Like most women (and I suspect men) your 40s are an interesting decade – you feel exactly the same as you did at 20 or 30 but you are right in the middle of becoming invisible to anyone younger than you and the younger they are the more decrepit they think you are!
When we were all children we looked at people past 20 and thought they were ancient and really couldn’t imagine living until we were 40 or 50 or more; as we get older we all push that boundary of how old is old back a bit further and these days no one really imagines that you have to give up on life when you hit 40.
Or do they?
At the weekend I heard a comment about “training old women” that, unsurprisingly, really hurt. I mean how can that possibly apply to me, after all I’m not old? But I guess when you are 20 or 30 anyone past 40 is knocking on a bit and the older you are the bigger the gap, the less empathy there is. Thinking about my reaction and how I interpreted it got me thinking about why it bothered me and I realised that if I had heard fat, unfit or overweight I would be hurt too but the knowledge I have gained has taught me that I can lose weight, get fit, train hard all of that good stuff to change the outward appearance of my body, I cannot however do anything to change how old I actually am (apart from lie!)
Women are judged so much on their beauty, their body, their physical appearance that we spend our lives trying to change, to fit in, to be considered attractive and its so ironic that just at the point in your life where you really don’t give a damn what anyone thinks is just at the point that society decides not to give a damn either! I used to walk down the road knowing I would get looks or whistles, knowing that men of any age would look at me but now I am resigned to the fact that even if I was stark naked I wouldn’t get a second glance. Apart from a measure of disgust!
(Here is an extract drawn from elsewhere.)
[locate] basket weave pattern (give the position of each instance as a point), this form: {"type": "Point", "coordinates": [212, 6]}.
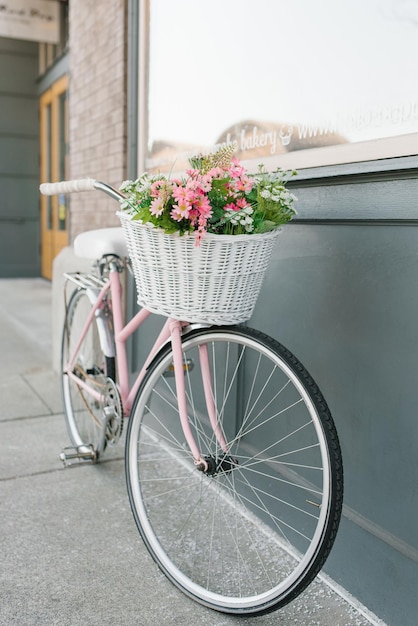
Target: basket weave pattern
{"type": "Point", "coordinates": [217, 282]}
Being hit square in the face with the fact that despite my confidence and how my body looks these days there is a huge section of society that looks at me and considers I am too old to be doing any of the things I am doing and that why do I care anyway, after all as an old woman who is there to notice, is something that I really wasn’t expecting. But it did make me realise that as a female personal trainer over 40 who has lost weight and got fit I have a massive advantage and that all of the things I thought when I first started at the gym are exactly the kind of things women DO think to themselves and, I suspect are actually true about their trainers; my first thoughts the day I walked into the gym a year ago was ‘how on earth can this guy even hope to understand how I feel”, “what does he know about my life, about being a woman, having kids, a job, a house etc”, “how can he possibly understand how I feel about my weight, my body, my age”.
After all, how can a 20-something guy come anywhere close to understanding how you feel? How can a 30-something blonde gym-bunny empathise with something that is so far outside her scope of reality?
So, if someone who is 20 or 30 thinks mid 40s is old – at what point do I think or believe I am old? Is it at my mums age? I look around at role models post 50 and think, they still look amazing and many of them are still considered attractive (hello when did anyone tell Kylie she was getting old? or has anyone told Madonna its time to give up?) so why does society still try and write people, and women in particular, off when they are in the prime of their lives?
So here I am in my 40s (and weirdly pride still prevents me from saying my age) feeling amazing, looking better than I have in years, feeling so confident, passionate about the future and my life but just having to accept that to anyone of 20 or 30 I really should just give up, roll over and die! Well I am sorry I am not ready to do that yet, I have a whole life I want to live and I really don’t care what you think.
After all, its only a matter of time – you will be my age soon!